The output should look something like this:

Accuracy: 0.80

Step 6: Predict the category of new transactions

Finally, we can use the trained model to predict the category of new transactions based on their text notifications.

# Predict the category of new transactions
new_data = pd.DataFrame({
    'Text Notification': [
        'ATM WITHDRAWAL 1234',
        'QUICK MART PURCHASE #1234',
        'TRANSFER FROM JOHN',
    ]
})
 
new_data['Text Notification'] = new_data['Text Notification'].apply(preprocess)
X_new = vectorizer.transform(new_data['Text Notification'].apply(lambda x: ' '.join(x)))
 
y_new = model.predict(X_new)
print(y_new)

Bonus Step: Saving the model for reuse

In this example, we're saving the trained model to a file named text_classification_model.joblib. We can then load the model from the file using the joblib.load() function, and use it to make predictions on new data. Note that we're using the joblib module instead of the built-in pickle module because it's optimized for storing large NumPy arrays, which are often used in machine learning models.
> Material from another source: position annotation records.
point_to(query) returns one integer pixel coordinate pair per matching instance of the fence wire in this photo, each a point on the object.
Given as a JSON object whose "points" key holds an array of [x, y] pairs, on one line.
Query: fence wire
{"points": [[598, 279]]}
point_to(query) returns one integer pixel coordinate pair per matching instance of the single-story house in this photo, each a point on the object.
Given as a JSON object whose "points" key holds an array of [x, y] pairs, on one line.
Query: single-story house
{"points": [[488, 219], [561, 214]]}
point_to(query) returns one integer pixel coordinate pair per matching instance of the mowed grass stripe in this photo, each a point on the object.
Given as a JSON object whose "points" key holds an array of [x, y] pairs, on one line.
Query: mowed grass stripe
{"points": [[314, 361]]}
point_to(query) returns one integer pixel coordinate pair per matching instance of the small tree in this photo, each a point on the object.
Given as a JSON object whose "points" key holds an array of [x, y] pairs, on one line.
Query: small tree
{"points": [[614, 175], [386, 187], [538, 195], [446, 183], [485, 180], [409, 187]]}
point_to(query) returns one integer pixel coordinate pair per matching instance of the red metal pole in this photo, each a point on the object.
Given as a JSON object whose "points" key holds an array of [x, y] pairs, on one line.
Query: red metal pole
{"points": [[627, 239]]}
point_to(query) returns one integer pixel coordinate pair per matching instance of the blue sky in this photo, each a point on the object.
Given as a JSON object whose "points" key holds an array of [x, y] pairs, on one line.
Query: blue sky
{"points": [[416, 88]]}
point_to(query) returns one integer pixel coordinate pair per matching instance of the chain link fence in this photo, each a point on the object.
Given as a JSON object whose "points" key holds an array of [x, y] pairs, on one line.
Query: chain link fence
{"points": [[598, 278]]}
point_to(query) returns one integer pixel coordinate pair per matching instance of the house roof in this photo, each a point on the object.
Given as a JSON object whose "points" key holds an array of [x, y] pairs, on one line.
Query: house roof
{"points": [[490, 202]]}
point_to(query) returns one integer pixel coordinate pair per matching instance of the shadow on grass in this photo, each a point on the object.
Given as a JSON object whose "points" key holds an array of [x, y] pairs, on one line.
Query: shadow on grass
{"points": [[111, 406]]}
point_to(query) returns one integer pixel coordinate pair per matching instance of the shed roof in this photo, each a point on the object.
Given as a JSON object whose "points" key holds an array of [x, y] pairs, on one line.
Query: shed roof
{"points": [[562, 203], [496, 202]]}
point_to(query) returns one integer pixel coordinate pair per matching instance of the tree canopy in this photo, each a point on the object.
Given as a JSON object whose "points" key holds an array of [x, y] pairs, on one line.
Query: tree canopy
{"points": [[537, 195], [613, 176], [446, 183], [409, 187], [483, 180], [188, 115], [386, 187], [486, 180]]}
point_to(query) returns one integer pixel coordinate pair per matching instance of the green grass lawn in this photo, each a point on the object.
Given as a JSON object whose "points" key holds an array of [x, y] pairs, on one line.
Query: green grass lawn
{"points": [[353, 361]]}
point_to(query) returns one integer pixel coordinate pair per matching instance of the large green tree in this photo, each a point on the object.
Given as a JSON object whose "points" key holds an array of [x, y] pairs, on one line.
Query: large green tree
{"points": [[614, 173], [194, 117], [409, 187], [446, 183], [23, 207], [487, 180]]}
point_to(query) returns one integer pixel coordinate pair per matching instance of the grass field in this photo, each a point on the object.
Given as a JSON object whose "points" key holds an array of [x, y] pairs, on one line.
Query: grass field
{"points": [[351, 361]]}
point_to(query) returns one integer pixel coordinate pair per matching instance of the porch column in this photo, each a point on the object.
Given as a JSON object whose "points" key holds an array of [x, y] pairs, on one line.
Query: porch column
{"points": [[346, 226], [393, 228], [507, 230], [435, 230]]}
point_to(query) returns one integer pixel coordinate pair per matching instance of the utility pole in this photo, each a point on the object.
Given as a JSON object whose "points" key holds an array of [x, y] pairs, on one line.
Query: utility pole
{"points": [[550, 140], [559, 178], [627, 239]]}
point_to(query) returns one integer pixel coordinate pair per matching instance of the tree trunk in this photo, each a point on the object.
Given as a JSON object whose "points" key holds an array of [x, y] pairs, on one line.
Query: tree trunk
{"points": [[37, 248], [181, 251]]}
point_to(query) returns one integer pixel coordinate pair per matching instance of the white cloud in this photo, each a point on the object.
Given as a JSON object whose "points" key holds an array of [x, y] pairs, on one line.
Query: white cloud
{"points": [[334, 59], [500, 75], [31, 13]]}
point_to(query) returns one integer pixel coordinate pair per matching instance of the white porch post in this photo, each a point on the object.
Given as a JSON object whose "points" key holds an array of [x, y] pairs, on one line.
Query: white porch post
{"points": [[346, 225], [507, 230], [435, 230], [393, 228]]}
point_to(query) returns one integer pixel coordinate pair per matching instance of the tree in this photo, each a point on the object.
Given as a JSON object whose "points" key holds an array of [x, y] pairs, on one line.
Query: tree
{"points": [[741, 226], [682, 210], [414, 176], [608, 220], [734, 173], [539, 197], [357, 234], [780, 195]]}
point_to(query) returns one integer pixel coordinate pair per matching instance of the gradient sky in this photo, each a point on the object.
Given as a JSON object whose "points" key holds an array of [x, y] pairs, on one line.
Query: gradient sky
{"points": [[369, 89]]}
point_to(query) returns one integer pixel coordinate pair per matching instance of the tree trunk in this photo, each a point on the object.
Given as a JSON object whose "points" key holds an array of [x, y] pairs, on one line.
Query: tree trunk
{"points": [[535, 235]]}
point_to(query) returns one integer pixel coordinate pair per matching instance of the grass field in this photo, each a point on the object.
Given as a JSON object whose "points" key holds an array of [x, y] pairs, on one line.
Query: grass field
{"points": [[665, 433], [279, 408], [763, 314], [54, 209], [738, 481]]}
from sklearn.externals import joblib
 
# ...training code here...
 
# Save the model
joblib.dump(model, 'text_classification_model.joblib')
 
# Load the model
model = joblib.load('text_classification_model.joblib')
 
# Predict using the loaded model
y_new = model.predict(X_new)
print(y_new)

Conclusion

In this blog post, we've explored how to perform multi-class text classification using Scikit-learn with an example dataset of financial transactions. We've learned how to preprocess the text, extract features using the Bag-of-Words model, train a machine learning model using the Multinomial Naive Bayes algorithm, and evaluate the performance using the accuracy score. We've also seen how to use the trained model to predict the category of new transactions based on their text notifications.

Text classification is a powerful tool for automating the categorization of text data and can be used in a variety of applications, from sentiment analysis to content moderation. By using Scikit-learn and the techniques outlined in this blog post, you can easily perform multi-class text classification on your own datasets.